The model features 12B total parameters, but because it uses a Mixture-of-Experts (MoE) design, only 2.5B parameters are active per token. This reduces compute costs while enabling high-throughput, low-latency inference for real-time workloads.

Unlike many modern models, Mellum2 is not multimodal. It is trained specifically on natural language and code data. This specialization ensures the model excels in software engineering environments while remaining lean and fast.Mellum2 can be used to:

Route and orchestrate AI workloads: By analyzing incoming prompts and helping select the right model or tool for each task.
Build low-latency RAG pipelines: By retrieving relevant context, use Mellum2 to summarize it, and generate responses instantly.
Power fast sub-agents in complex workflows: By supporting agent pipelines into steps like context gathering, planning, and validation.
Enable private, local AI deployment: By running Mellum2 locally or self-host it to keep code and data fully under your control.

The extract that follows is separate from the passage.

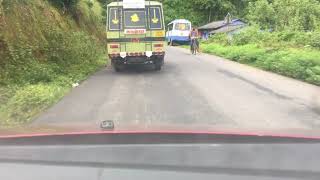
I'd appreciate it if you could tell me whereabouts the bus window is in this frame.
[124,10,146,29]
[174,23,190,31]
[108,7,122,30]
[149,7,163,29]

As AI systems become more complex, performance bottlenecks shift from raw capability to latency, throughput, and cost at scale. Not every task requires the largest model. Many steps in modern AI systems are repetitive, latency-sensitive, and high-frequency. These steps benefit from a fast and reliable model that can be efficiently routed, hosted, and controlled.

At JetBrains, the belief is that the future belongs to coordinated systems, not single models. Frontier models will continue to push the limits, but practical AI products also require focal models: fast, specialized components that handle high-frequency tasks efficiently.

JetBrains sees Mellum2 playing this role in the next generation of AI software tooling. Mellum2 is available as an open-source model under the Apache 2.0 license.